Shah notes, “Thanksgiving is now America’s second most favorite holiday, only to be rivaled by Christmas.” As noted above, the Pilgrim/Native American harvest feast was not repeated; nevertheless, the Economist notes, “Pilgrims observed days of public fast or thanksgiving. These were proclaimed in response to specific events, so varied each year.”[3] The article goes on to state, “The holiday assumed a semi-fixed status with time. Mostly it was celebrated as a local or statewide affair initiated by a minister or governor. It might be held in October, November, December or even January.” So how did Thanksgiving become America’s second favorite holiday? The Economist insists, “The credit for securing a fixed day for Thanksgiving, annually and nationwide, goes to an unflagging writer called Sarah Josepha Hale. She rarely alluded to the Pilgrims herself as she pursued the idea of a patriotic celebration for autumn over the course of two decades. She petitioned presidents and governors, and Godey’s Lady’s Book, her popular women’s periodical, ran editorials and moralizing fiction championing the cause. Success came in 1863 during the civil war. The president, Abraham Lincoln, declared the day a national holiday after victories for the Unionist armies at Gettysburg and Vicksburg earlier that year. In 1941 Congress wrote the holiday into law, to be celebrated on the fourth Thursday in November.”

 

Today Thanksgiving is celebrated by parades and football as well as a great meal. The late humorist Erma Bombeck once wrote, “Thanksgiving dinners take eighteen hours to prepare. They are consumed in twelve minutes. Half-time takes twelve minutes. This is not coincidence.” I suggest on this Thanksgiving Day we all take a moment to thank the farmers who make the feast possible. Bryan Lewis, a manager at Cenex, goes a step further. He recommends you thank a farmer every day. He writes, “Farmers have an extremely important job: feeding the world.

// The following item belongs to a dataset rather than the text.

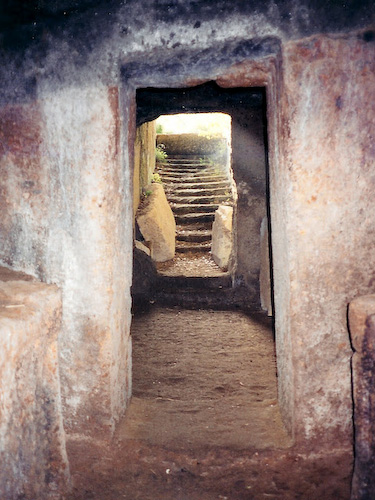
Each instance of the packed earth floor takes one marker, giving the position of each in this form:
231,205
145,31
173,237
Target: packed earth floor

Their jobs require them to work long, tiresome hours and battle tough economic and weather conditions, but most farmers and producers don’t see it that way. They have a deep passion and commitment to their work, and most say they wouldn’t trade their jobs for anything. … Next time you open the fridge or walk through a grocery store, think of the farmers who dedicate their lives to making sure there is ample food for the world. Thank you, farmers, every day.”[4]

 

Footnotes
[1] Lesley Stahl, “Land O’Lakes CEO Beth Ford and the changing landscape of America’s farms, 60 Minutes, 6 October 2019.
[2] Haleema Shah, “How an Unremarkable ‘Brunch in the Forest’ Turned Into the Thanksgiving We Know,” Smithsonian Magazine, 15 November 2018.
[3] K.W., “How Thanksgiving became a secular, national holiday,” The Economist, 22 November 2017.
[4] Bryan Lewis, “Thank a Farmer, Every Day,” Cenex, March 2014.